Chronique d’une dépossession programmée

I. 1983 : l’année où la France a cessé de se gouverner
L’histoire officielle parle de tournant de la rigueur.
La réalité est plus grave : 1983 est l’année où la France a changé de régime sans changer de Constitution.
Sous la présidence de François Mitterrand, la gauche arrivée au pouvoir avec un mandat de rupture choisit finalement :
- de rester dans le Système monétaire européen,
- d’indexer sa politique économique sur des contraintes externes,
- de substituer la gestion à la volonté politique.
Ce choix n’est pas tactique.
Il est ontologique.
À partir de 1983, la souveraineté n’est plus un principe :
elle devient une variable d’ajustement.
II. Le fabianisme : la révolution qui ne renverse rien
Le socialisme fabien ne prend pas le pouvoir par l’insurrection,
il colonise les institutions.
Sa méthode est simple :
- avancer lentement,
- neutraliser les conflits,
- dissoudre le politique dans l’expertise,
- gouverner par la norme plutôt que par la décision.
Ce modèle, importé du monde anglo-saxon, est parfaitement compatible avec :
- la haute fonction publique,
- la technocratie européenne,
- la finance régulée mais jamais combattue,
- un peuple réduit au statut de population.

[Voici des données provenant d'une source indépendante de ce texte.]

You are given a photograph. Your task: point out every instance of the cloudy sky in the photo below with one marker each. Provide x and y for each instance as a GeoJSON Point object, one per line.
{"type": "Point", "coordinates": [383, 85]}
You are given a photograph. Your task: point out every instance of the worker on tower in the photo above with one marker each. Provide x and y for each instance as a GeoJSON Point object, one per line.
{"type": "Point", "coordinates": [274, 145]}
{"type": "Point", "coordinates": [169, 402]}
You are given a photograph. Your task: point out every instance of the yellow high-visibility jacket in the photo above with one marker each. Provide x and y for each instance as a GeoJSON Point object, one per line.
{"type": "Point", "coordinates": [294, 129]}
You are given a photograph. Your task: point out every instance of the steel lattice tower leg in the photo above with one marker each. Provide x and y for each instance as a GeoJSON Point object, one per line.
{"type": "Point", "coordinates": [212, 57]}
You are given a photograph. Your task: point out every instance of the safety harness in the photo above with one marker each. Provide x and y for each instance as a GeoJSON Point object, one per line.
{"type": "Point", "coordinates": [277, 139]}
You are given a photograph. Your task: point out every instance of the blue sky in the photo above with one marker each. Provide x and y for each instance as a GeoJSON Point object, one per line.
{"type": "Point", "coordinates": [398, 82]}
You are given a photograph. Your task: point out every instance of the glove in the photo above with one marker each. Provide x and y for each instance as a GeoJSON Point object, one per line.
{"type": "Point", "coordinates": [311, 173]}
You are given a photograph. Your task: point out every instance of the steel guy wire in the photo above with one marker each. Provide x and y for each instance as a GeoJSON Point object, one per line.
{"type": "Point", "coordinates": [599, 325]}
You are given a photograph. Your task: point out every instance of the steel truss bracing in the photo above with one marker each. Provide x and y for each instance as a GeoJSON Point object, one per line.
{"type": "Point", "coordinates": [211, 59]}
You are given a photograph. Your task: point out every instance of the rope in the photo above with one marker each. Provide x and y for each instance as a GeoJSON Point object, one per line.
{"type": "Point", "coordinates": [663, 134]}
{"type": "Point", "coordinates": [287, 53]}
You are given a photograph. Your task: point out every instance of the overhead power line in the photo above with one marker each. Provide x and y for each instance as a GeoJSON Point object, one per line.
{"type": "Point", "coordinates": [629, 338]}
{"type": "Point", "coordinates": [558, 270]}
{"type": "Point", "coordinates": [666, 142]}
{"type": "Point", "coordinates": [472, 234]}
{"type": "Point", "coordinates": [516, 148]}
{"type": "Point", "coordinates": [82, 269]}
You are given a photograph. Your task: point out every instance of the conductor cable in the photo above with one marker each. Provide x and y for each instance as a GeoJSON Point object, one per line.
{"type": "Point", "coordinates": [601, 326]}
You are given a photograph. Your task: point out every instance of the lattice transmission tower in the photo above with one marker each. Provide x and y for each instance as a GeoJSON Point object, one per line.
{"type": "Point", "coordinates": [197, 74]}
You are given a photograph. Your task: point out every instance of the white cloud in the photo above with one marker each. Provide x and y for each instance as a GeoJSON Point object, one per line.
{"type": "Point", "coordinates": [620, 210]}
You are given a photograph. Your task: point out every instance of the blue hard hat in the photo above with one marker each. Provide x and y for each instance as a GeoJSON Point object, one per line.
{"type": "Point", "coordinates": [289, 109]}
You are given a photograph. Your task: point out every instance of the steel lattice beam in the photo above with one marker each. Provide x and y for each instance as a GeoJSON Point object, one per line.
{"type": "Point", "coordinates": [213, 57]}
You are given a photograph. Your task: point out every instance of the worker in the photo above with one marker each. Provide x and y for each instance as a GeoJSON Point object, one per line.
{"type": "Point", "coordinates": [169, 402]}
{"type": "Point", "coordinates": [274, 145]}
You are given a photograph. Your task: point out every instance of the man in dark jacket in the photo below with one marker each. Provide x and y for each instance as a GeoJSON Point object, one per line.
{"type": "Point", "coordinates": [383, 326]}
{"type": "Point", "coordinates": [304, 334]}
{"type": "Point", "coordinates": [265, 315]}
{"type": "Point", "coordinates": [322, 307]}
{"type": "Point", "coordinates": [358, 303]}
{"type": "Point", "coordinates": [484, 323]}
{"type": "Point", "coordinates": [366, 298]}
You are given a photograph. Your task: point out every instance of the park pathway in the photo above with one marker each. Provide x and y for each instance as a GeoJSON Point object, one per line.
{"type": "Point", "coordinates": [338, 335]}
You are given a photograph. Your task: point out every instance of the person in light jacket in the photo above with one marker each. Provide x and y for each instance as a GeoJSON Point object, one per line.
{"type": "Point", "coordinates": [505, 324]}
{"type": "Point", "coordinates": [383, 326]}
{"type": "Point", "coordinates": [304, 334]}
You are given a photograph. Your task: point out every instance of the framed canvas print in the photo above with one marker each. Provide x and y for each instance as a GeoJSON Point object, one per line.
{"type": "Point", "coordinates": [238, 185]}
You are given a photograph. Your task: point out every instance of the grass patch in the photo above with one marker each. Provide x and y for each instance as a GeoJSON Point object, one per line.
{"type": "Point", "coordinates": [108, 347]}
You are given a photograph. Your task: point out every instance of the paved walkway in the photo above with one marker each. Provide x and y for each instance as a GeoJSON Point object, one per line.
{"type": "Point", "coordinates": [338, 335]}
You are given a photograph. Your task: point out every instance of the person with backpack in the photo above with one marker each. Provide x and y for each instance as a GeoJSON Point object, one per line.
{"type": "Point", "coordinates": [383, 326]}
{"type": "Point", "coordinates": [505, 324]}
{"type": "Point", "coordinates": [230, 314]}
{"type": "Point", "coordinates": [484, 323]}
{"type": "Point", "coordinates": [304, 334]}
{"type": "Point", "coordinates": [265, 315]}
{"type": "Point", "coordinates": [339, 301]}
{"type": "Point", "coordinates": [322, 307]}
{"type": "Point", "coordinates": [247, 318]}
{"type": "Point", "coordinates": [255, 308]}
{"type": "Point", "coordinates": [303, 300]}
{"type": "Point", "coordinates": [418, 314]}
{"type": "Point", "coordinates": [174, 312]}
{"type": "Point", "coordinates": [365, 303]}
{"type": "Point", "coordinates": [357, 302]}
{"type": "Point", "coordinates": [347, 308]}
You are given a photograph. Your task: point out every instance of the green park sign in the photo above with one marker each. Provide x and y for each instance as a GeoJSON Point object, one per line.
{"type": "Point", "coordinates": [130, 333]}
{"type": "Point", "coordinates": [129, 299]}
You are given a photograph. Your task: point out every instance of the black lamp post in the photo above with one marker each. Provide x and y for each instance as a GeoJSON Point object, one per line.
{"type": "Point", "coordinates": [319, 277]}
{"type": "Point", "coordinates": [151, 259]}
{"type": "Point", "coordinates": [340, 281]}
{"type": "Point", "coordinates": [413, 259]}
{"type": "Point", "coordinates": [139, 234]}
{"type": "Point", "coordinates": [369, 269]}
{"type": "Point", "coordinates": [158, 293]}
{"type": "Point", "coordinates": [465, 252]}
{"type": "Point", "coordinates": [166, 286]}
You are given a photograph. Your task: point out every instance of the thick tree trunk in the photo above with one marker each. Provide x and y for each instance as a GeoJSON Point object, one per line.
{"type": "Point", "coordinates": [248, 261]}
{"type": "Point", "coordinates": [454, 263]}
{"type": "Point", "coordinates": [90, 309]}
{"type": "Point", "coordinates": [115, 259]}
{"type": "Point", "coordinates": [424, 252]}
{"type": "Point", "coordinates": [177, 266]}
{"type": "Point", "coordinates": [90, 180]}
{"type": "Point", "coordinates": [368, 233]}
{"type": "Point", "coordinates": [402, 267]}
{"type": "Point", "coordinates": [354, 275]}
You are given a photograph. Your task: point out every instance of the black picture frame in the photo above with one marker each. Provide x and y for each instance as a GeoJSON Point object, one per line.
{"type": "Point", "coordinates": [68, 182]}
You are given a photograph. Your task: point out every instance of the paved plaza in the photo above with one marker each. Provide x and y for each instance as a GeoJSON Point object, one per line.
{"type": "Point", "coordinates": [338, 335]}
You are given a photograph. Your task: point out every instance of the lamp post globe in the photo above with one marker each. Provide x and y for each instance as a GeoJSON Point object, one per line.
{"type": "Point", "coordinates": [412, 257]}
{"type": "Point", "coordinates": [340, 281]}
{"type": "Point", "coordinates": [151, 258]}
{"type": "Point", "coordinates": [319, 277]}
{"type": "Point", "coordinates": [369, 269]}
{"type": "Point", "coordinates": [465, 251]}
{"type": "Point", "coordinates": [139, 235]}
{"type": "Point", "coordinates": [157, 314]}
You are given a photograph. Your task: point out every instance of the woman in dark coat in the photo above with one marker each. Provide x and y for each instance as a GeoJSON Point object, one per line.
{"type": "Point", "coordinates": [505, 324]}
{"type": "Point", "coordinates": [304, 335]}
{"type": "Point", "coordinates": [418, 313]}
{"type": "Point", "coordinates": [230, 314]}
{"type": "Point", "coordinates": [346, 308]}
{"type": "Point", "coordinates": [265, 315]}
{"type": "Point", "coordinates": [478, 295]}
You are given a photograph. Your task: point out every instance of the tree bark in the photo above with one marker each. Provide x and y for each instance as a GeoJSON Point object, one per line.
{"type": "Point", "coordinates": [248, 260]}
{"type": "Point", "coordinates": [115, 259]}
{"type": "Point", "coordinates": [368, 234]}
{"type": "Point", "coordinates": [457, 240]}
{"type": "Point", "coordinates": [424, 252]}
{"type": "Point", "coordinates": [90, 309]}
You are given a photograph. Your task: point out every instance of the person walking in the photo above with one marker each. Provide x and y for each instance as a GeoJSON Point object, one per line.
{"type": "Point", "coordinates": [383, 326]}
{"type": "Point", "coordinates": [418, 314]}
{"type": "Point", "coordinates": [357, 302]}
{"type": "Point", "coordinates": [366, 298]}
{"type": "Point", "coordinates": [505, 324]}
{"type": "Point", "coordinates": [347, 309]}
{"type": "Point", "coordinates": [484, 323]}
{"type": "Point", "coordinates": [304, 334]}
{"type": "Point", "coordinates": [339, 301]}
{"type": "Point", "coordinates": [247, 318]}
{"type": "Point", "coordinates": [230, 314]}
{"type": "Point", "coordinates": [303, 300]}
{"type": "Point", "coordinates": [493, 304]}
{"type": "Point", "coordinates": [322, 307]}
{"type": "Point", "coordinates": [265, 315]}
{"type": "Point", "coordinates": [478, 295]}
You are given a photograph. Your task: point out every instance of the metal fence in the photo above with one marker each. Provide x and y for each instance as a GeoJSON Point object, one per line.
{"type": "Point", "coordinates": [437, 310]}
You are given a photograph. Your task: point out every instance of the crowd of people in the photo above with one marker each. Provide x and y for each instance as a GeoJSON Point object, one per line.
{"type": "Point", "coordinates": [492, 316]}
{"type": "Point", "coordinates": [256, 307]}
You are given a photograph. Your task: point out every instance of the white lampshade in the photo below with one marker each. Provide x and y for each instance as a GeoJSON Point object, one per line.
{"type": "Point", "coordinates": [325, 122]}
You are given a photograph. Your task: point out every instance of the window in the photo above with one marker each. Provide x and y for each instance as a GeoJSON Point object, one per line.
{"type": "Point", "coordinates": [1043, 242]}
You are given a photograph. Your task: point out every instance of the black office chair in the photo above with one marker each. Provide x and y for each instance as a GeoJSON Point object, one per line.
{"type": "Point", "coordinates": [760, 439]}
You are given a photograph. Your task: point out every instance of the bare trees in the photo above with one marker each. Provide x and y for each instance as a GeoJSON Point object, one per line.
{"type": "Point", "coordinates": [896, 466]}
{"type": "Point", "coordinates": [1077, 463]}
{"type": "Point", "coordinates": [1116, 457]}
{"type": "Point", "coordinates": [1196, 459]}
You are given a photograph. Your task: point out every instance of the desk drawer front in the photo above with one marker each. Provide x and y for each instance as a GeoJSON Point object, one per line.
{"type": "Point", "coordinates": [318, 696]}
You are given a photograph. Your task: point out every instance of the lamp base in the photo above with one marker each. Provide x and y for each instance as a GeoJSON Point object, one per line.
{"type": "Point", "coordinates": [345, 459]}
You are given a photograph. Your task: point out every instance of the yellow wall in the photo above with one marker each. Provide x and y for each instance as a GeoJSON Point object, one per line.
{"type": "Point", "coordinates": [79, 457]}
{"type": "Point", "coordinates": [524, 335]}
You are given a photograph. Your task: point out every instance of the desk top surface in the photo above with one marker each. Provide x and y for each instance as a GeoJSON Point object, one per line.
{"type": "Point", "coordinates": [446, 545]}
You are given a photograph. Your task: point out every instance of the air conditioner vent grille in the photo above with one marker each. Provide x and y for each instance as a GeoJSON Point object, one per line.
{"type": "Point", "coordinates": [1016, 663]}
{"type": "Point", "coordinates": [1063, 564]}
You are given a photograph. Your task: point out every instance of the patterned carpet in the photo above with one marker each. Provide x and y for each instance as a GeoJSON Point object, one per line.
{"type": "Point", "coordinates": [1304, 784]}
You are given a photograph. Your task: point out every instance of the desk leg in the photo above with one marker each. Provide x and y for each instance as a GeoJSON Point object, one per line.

1983 marque l’entrée de la France dans cette matrice.
III. De Delors à Bruxelles : l’Europe comme dépolitisation
Avec Jacques Delors, l’architecture est verrouillée :
- indépendance monétaire,
- primauté du droit européen,
- concurrence érigée en dogme,
- États réduits à des gestionnaires locaux.
L’Europe devient le paravent moral d’un renoncement stratégique.
Elle ne protège pas les nations :
elle les désarme.
La gauche s’y rallie au nom du progrès.
La droite s’y soumet au nom du réalisme.
Le peuple, lui, n’est jamais consulté autrement que pour être contourné.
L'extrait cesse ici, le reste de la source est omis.